Risks, Tradeoffs and What to Watch For​

  • Unsupported bypasses are fragile: Registry hacks or third‑party installers that force Windows 11 onto incompatible hardware may block updates and create stability or security problems. Microsoft and OEMs explicitly warn against relying on these workarounds for long-term deployments.
  • ESU is time-limited and security‑only: ESU does not include new features or general technical support; plan migration during that window rather than using ESU as a permanent fix.
  • Compatibility and driver support: Legacy drivers and bespoke enterprise apps may require vendor updates.

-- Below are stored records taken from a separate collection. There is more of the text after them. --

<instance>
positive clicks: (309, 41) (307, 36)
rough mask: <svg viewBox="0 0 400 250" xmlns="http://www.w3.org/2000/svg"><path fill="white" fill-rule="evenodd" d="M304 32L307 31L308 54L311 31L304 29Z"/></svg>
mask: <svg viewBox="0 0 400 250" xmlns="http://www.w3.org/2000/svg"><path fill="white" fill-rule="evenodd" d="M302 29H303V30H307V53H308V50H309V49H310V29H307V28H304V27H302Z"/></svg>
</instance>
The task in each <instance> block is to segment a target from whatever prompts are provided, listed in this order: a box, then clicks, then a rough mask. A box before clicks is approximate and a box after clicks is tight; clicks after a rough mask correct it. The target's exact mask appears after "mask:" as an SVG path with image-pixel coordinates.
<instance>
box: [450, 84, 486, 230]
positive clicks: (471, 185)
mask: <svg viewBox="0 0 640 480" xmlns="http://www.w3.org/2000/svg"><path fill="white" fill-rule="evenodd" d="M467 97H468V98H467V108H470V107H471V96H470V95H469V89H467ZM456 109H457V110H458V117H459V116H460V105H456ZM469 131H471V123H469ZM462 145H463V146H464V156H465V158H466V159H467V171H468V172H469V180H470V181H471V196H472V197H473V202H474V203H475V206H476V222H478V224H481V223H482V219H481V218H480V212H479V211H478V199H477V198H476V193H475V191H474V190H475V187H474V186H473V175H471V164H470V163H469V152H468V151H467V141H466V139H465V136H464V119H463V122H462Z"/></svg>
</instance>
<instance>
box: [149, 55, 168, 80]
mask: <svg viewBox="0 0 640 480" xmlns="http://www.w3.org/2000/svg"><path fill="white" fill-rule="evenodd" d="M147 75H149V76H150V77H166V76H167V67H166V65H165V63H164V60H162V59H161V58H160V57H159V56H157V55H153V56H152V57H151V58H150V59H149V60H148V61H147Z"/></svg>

Test and validate all critical peripherals and apps during pilot phases.
  • Privacy, telemetry and AI: Windows 11’s deeper AI integrations and Copilot features involve telemetry and cloud services. Evaluate privacy settings, organizational policies and data governance before enabling advanced AI features at scale.
Unverifiable or variable claims — such as exact counts of remaining Windows 10 devices in the wild — should be treated cautiously. Independent trackers and vendor filings give differing numbers; use those figures for directional planning, not exact procurement decisions.

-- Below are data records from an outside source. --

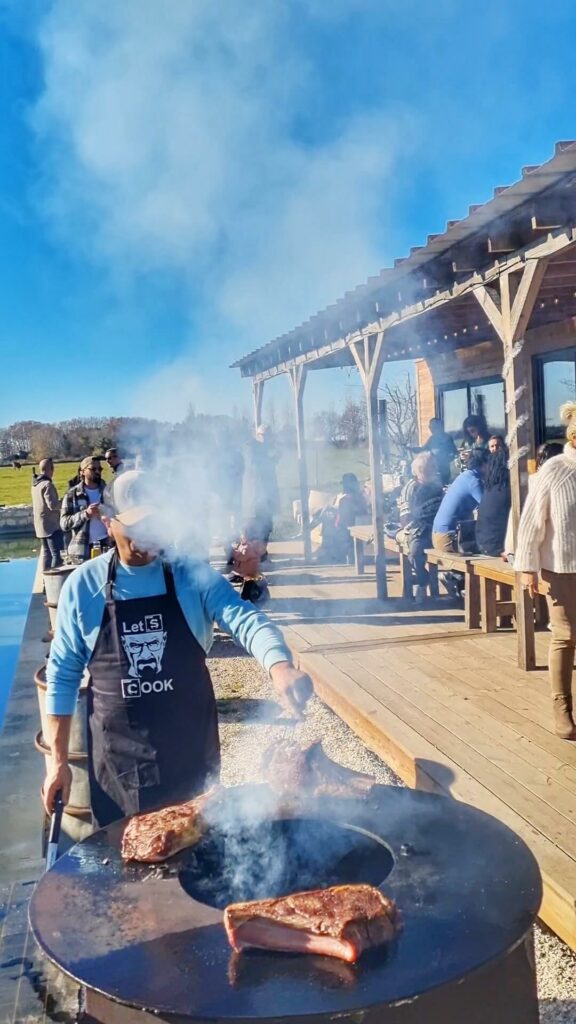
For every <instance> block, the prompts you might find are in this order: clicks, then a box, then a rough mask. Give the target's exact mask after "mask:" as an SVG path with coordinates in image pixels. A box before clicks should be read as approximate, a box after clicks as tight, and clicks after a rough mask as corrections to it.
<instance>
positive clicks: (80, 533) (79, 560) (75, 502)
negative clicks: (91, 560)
mask: <svg viewBox="0 0 576 1024" xmlns="http://www.w3.org/2000/svg"><path fill="white" fill-rule="evenodd" d="M104 492H105V484H104V481H102V477H101V467H100V463H99V460H98V459H96V458H94V457H93V456H87V458H86V459H83V460H82V462H81V463H80V483H77V484H76V485H75V486H73V487H70V489H69V490H67V493H66V495H65V496H64V499H63V503H61V509H60V529H61V530H64V532H65V534H69V535H70V542H69V545H68V555H69V557H70V559H71V560H72V561H74V562H78V563H79V562H85V561H87V559H88V558H90V557H91V552H92V550H98V546H99V550H100V551H104V550H107V549H108V548H109V546H110V538H109V534H108V529H107V527H106V526H105V524H104V522H102V521H101V518H100V507H101V503H102V499H104Z"/></svg>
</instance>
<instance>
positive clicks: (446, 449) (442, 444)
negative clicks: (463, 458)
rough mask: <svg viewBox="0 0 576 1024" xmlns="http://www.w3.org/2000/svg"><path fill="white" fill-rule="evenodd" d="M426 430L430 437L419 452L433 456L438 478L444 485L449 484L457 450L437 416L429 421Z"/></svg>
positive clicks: (457, 453)
mask: <svg viewBox="0 0 576 1024" xmlns="http://www.w3.org/2000/svg"><path fill="white" fill-rule="evenodd" d="M428 428H429V431H430V436H429V437H428V439H427V441H426V442H425V444H423V445H422V449H421V451H422V452H430V453H431V455H434V457H435V459H436V464H437V466H438V471H439V473H440V478H441V480H442V482H443V483H444V484H445V485H446V484H447V483H450V477H451V475H452V474H451V472H450V469H451V465H452V463H453V462H454V459H456V458H457V457H458V450H457V447H456V445H455V444H454V438H453V437H452V435H451V434H449V433H447V432H446V430H445V429H444V423H443V422H442V420H441V419H440V418H439V417H438V416H435V418H434V420H430V421H429V423H428Z"/></svg>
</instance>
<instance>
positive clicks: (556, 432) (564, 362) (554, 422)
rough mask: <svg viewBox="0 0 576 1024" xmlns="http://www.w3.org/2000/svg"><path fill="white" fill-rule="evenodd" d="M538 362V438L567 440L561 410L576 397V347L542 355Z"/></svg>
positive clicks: (534, 408) (536, 427) (536, 370)
mask: <svg viewBox="0 0 576 1024" xmlns="http://www.w3.org/2000/svg"><path fill="white" fill-rule="evenodd" d="M534 362H535V367H534V370H535V373H534V409H535V411H536V437H537V442H538V444H541V443H542V442H543V441H554V440H563V438H564V434H565V430H566V427H565V426H563V424H562V423H561V422H560V416H559V410H560V407H561V406H562V403H563V402H564V401H569V400H570V399H572V400H575V399H576V348H563V349H562V350H561V351H560V352H549V353H548V354H547V355H538V356H536V357H535V359H534Z"/></svg>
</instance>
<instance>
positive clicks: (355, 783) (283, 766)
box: [261, 739, 376, 800]
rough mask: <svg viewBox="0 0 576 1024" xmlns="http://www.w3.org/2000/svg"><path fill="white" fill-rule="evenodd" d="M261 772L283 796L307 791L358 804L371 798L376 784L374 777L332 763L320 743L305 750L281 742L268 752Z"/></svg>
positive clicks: (266, 752) (264, 757) (273, 746)
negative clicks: (325, 752)
mask: <svg viewBox="0 0 576 1024" xmlns="http://www.w3.org/2000/svg"><path fill="white" fill-rule="evenodd" d="M261 768H262V774H263V777H264V779H265V780H266V782H268V783H269V785H271V786H272V788H273V790H275V791H276V792H277V793H279V794H281V795H282V796H287V795H290V794H293V793H295V792H298V791H300V790H305V791H308V793H310V794H311V795H312V796H315V797H343V798H345V799H348V800H354V799H359V798H363V797H368V796H370V793H371V791H372V788H373V786H374V785H375V784H376V780H375V779H374V778H372V776H371V775H365V774H363V773H362V772H358V771H353V769H352V768H344V766H343V765H338V764H336V763H335V762H334V761H331V760H330V758H329V757H327V756H326V754H325V753H324V751H323V750H322V743H321V742H320V740H316V741H315V742H312V743H308V744H307V746H303V748H302V746H300V745H299V744H298V743H296V742H294V740H292V739H280V740H278V741H277V742H276V743H273V744H272V745H271V746H269V748H268V750H265V751H264V754H263V756H262V765H261Z"/></svg>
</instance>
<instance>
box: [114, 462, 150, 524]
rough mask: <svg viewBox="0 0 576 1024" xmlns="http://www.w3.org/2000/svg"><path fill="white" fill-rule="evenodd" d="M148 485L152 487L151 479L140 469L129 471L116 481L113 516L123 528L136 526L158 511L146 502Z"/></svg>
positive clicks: (116, 479)
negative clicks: (128, 526) (117, 520)
mask: <svg viewBox="0 0 576 1024" xmlns="http://www.w3.org/2000/svg"><path fill="white" fill-rule="evenodd" d="M147 484H148V487H150V478H148V479H147V474H146V473H142V472H141V470H138V469H128V470H126V472H125V473H122V474H121V475H120V476H118V477H117V478H116V479H115V480H114V483H113V484H112V487H111V498H112V504H113V506H114V513H113V514H114V517H115V519H118V521H119V522H121V523H122V525H123V526H135V525H136V523H138V522H141V521H142V520H143V519H148V518H149V516H151V515H154V513H155V512H156V511H157V509H155V508H154V506H153V505H151V504H150V502H147V500H146V499H147V498H148V487H147Z"/></svg>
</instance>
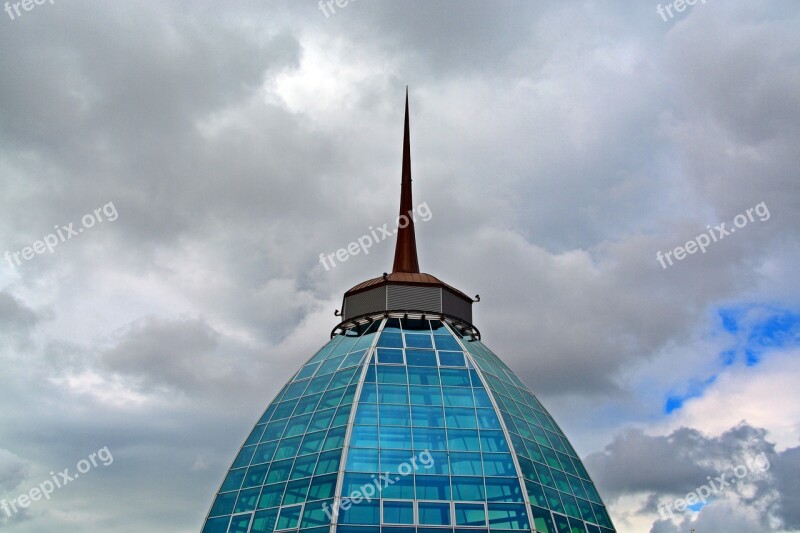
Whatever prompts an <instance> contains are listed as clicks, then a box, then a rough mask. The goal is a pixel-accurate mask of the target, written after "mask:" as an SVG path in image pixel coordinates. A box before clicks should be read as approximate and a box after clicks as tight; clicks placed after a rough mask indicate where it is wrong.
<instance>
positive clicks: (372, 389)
mask: <svg viewBox="0 0 800 533" xmlns="http://www.w3.org/2000/svg"><path fill="white" fill-rule="evenodd" d="M377 401H378V386H377V385H376V384H375V383H364V386H363V387H362V388H361V397H360V398H359V399H358V403H375V402H377Z"/></svg>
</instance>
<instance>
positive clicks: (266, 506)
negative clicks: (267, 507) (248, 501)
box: [258, 483, 286, 516]
mask: <svg viewBox="0 0 800 533" xmlns="http://www.w3.org/2000/svg"><path fill="white" fill-rule="evenodd" d="M285 490H286V483H275V484H274V485H267V486H265V487H264V489H263V490H262V491H261V498H259V500H258V508H259V509H264V508H266V507H276V506H278V505H280V504H281V501H282V500H283V493H284V492H285ZM276 516H277V515H276Z"/></svg>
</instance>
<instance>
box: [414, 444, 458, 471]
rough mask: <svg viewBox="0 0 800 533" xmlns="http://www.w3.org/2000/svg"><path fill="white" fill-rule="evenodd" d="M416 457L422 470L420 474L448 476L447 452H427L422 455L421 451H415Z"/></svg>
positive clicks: (447, 458) (421, 470)
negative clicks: (437, 474)
mask: <svg viewBox="0 0 800 533" xmlns="http://www.w3.org/2000/svg"><path fill="white" fill-rule="evenodd" d="M416 453H417V456H418V457H419V458H420V460H421V464H422V465H423V469H422V470H420V473H423V472H424V473H425V474H449V473H450V463H449V461H448V457H447V455H448V453H447V452H437V451H428V453H427V455H423V454H424V452H423V451H422V450H417V451H416Z"/></svg>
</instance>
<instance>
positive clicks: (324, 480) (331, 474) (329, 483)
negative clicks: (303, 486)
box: [308, 474, 338, 500]
mask: <svg viewBox="0 0 800 533" xmlns="http://www.w3.org/2000/svg"><path fill="white" fill-rule="evenodd" d="M337 477H338V476H337V474H327V475H324V476H315V477H313V478H312V479H311V486H310V487H309V488H308V499H309V500H325V499H328V498H333V495H334V492H335V491H336V479H337Z"/></svg>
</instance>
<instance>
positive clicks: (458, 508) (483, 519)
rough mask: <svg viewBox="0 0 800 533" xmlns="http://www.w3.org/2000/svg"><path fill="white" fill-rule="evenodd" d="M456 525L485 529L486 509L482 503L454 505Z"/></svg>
mask: <svg viewBox="0 0 800 533" xmlns="http://www.w3.org/2000/svg"><path fill="white" fill-rule="evenodd" d="M455 508H456V509H455V511H456V525H457V526H472V527H486V509H484V506H483V504H482V503H456V504H455Z"/></svg>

Step‑by‑Step: Upgrade a Single HP PC (Practical Example)​

  • Confirm backup: create a full disk image and copy user files to cloud or external drive.
  • Check compatibility with PC Health Check; note any blockers.
  • Update HP firmware and drivers using HP Support Assistant.
  • Enter BIOS/UEFI (Esc or F10 on many HP models), enable TPM (set “TPM Device” to Available; “TPM State” to Enabled) and confirm Secure Boot is On. Save and exit. Reboot.
  • Re-run PC Health Check and then use Windows Update to accept the “Upgrade to Windows 11” offer if present; otherwise, use Microsoft’s Installation Assistant for an in-place upgrade.
  • After upgrade, verify drivers and run Windows Update until no updates remain; validate apps and peripherals in a pilot environment before broad rollout.

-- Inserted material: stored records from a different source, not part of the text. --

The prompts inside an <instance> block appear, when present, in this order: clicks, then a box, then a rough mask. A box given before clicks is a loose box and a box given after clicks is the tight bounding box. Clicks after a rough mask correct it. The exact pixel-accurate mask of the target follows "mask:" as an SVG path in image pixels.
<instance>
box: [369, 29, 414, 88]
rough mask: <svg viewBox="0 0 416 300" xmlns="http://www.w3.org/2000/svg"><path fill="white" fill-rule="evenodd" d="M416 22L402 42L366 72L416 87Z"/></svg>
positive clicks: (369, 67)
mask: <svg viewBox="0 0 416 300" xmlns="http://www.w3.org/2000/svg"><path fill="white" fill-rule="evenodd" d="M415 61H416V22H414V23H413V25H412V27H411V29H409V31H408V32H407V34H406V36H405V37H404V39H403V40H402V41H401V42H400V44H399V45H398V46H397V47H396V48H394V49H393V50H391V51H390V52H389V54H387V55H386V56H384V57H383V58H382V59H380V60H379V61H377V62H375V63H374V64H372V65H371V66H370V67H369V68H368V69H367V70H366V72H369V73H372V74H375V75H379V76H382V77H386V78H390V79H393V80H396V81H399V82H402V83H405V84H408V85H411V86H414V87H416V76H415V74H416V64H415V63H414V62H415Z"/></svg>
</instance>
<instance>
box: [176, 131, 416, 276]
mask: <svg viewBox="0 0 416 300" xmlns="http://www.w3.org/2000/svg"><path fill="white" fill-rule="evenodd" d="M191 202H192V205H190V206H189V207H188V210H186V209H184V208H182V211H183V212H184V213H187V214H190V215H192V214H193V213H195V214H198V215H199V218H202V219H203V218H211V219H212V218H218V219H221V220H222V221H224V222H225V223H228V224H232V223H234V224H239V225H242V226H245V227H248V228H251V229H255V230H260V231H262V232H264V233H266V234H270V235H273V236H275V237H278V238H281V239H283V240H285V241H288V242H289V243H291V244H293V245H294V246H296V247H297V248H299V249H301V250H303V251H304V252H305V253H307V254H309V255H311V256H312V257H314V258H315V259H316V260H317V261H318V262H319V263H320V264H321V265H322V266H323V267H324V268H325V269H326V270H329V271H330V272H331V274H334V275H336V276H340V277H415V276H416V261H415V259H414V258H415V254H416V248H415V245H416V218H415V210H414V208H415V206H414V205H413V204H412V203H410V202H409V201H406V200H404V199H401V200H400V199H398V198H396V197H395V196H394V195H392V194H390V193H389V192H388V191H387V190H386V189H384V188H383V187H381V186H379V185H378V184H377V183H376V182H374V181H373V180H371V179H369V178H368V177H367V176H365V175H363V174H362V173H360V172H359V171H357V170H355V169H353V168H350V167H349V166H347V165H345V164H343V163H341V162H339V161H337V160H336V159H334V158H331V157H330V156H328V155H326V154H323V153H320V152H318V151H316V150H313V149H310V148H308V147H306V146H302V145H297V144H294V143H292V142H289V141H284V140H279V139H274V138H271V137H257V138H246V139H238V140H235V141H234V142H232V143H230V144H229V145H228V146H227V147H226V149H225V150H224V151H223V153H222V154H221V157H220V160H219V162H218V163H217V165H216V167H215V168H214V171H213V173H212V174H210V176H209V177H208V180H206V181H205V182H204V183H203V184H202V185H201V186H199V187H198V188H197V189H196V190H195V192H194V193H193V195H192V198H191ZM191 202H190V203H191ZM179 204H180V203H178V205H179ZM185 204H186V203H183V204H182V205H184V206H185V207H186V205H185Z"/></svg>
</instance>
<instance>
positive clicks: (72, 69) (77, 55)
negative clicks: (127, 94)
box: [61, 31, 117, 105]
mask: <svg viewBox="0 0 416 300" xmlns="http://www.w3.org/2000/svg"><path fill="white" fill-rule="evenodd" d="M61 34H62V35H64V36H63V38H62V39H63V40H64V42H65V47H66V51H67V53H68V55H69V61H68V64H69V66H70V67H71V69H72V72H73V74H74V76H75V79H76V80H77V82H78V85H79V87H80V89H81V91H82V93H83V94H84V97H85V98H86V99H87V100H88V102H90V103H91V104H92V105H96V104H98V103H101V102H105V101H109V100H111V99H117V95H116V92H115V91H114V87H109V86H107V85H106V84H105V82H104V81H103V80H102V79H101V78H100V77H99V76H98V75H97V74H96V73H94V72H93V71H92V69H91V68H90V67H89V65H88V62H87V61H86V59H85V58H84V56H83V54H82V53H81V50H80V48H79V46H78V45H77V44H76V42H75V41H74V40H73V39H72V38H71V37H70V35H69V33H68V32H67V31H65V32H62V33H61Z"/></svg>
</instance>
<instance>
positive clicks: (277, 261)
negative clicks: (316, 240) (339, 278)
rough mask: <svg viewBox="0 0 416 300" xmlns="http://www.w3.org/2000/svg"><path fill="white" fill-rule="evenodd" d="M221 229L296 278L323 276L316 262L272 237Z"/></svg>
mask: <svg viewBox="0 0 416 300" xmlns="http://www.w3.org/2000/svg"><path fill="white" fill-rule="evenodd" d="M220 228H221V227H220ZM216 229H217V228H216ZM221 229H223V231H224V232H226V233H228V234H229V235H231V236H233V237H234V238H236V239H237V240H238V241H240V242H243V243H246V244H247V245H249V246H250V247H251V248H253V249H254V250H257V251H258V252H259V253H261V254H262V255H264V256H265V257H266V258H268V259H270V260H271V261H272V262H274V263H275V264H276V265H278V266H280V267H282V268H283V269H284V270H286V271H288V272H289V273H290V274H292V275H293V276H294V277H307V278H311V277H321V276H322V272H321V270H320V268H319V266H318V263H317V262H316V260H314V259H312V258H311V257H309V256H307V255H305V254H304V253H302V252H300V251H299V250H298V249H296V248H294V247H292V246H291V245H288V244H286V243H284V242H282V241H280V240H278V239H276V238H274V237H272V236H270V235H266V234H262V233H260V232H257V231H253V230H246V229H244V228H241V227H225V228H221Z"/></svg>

Final Recommendations — Practical Roadmap​

  • Do not leave high-risk endpoints on Windows 10: If a device handles sensitive data, prioritize replacement or migration now. Unpatched OS kernels are high-value targets.
  • Use ESU only as breathing room: Enroll eligible machines to buy time (consumer ESU runs through October 13, 2026) and focus on an actionable migration plan during that year.
  • Pilot early, roll out staged upgrades: A measured pilot reduces costly surprises in enterprise or household rollouts.
  • Update firmware/drivers before you upgrade: This avoids many of the most common upgrade failures; OEM tools (HP Support Assistant, Dell SupportAssist, etc. make this easier.
  • For unsupported hardware, consider alternatives: Repurpose older machines with Linux or ChromeOS Flex rather than running an unsupported Windows image.
  • Document and automate: Use imaging, Intune, or SCCM for predictable, repeatable upgrades at scale.

Conclusion​

Windows 10’s end of support on October 14, 2025 is more than a calendar event — it’s a security and lifecycle inflection point. For the majority of users and organizations, the recommended path is straightforward: verify hardware compatibility, update firmware and drivers, back up data, and migrate to Windows 11 for continued security and feature servicing. For devices that can’t move, Microsoft’s consumer ESU program offers a tight, one‑year safety net, but it should be treated as short‑term breathing room rather than a retention strategy. HP’s upgrade guidance is a practical companion during this transition, especially for BIOS‑level tasks like enabling TPM; pair vendor instructions with Microsoft’s official lifecycle and system requirement pages to build and execute a robust migration plan. Plan now, test early, and prioritize security — the most cost‑effective mitigation for end‑of‑life risk is proactive migration, not emergency remediation.